Hashes: Calculating and bypassing¶
Pooch uses hashes to check if files are up-to-date or possibly corrupted:
If a file exists in the local folder, Pooch will check that its hash matches the one in the registry. If it doesn’t, we’ll assume that it needs to be updated.
If a file needs to be updated or doesn’t exist, Pooch will download it from the remote source and check the hash. If the hash doesn’t match, an exception is raised to warn of possible file corruption.
Cryptographic hashes may be used where users wish to ensure the security of their download.
Calculating hashes¶
You can generate hashes for your data files using openssl
in the terminal:
$ openssl sha256 data/c137.csv
SHA256(data/c137.csv)= baee0894dba14b12085eacb204284b97e362f4f3e5a5807693cc90ef415c1b2d
Or using the pooch.file_hash
function (which is a convenient way of
calling Python’s hashlib
):
import pooch
print(pooch.file_hash("data/c137.csv"))
Specifying the hash algorithm¶
By default, Pooch uses SHA256
hashes.
Other hash methods that are available in hashlib
can also be used:
import pooch
print(pooch.file_hash("data/c137.csv", alg="sha512"))
In this case, you can specify the hash algorithm in the registry by
prepending it to the hash, for example "md5:0hljc7298ndo2"
or
"sha512:803o3uh2pecb2p3829d1bwouh9d"
.
Pooch will understand this and use the appropriate method.
Bypassing the hash check¶
Sometimes we might not know the hash of the file or it could change on the
server periodically.
To bypass the check, we can set the hash value to None
when specifying the
registry
argument for pooch.create
(or the known_hash
in pooch.retrieve
).
In this example, we want to use Pooch to download a list of weather stations around Australia:
The file with the stations is in an FTP server and we want to store it locally in separate folders for each day that the code is run.
The problem is that the
stations.zip
file is updated on the server instead of creating a new one, so the hash check would fail.
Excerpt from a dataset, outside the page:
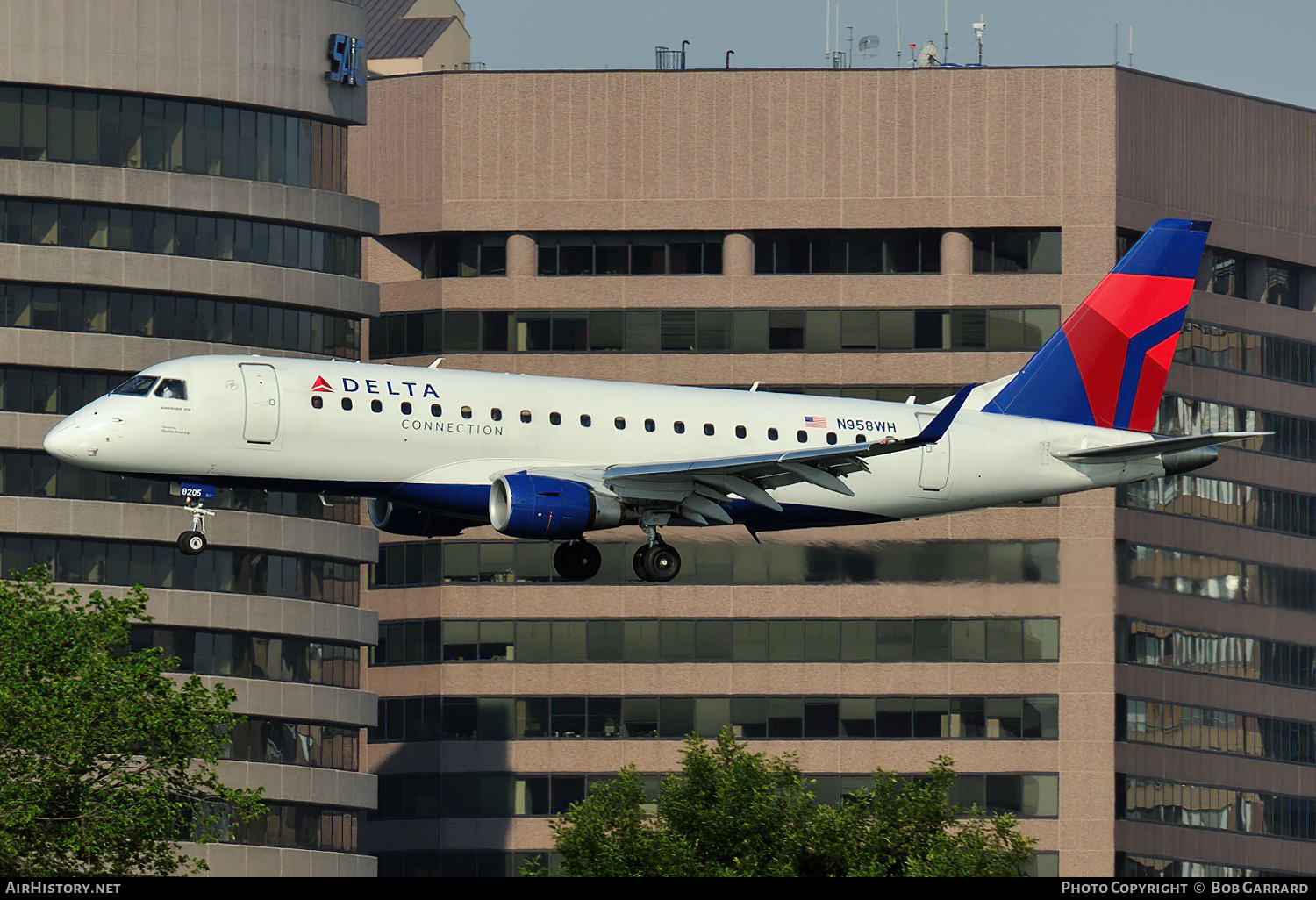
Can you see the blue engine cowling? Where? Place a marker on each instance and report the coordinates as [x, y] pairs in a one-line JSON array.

This is how you can solve this problem:
import datetime
import pooch
# Get the current data to store the files in separate folders
CURRENT_DATE = datetime.datetime.now().date()
GOODBOY = pooch.create(
path=pooch.os_cache("bom_daily_stations") / CURRENT_DATE,
base_url="ftp://ftp.bom.gov.au/anon2/home/ncc/metadata/sitelists/",
registry={
"stations.zip": None,
},
)
When running this same code again at a different date, the file will be
downloaded again because the local cache folder changed and the file is no
longer present in it.
If you omit CURRENT_DATE
from the cache path, then Pooch will only fetch
the files once, unless they are deleted from the cache.
Attention
If this script is run over a period of time, your cache directory will increase in size, as the files are stored in daily subdirectories.
Other supported hashes¶
Beyond hashing algorithms supported by hashlib
, Pooch supports algorithms
provided by the xxhash package.
If the xxhash
package is available, users may specify to use one of
the algorithms provided by the package.
$ xxh128sum data/store.zip
6a71973c93eac6c8839ce751ce10ae48 data/store.zip
$ # ^^^^^^^^^^^^^^^^^^^ The hash ^^^^^^^^^^^^^^ The filename
import datetime
import pooch
# Get the current data to store the files in separate folders
CURRENT_DATE = datetime.datetime.now().date()
GOODBOY = pooch.create(
[...],
registry={
"store.zip": "xxh128:6a71973c93eac6c8839ce751ce10ae48",
},
)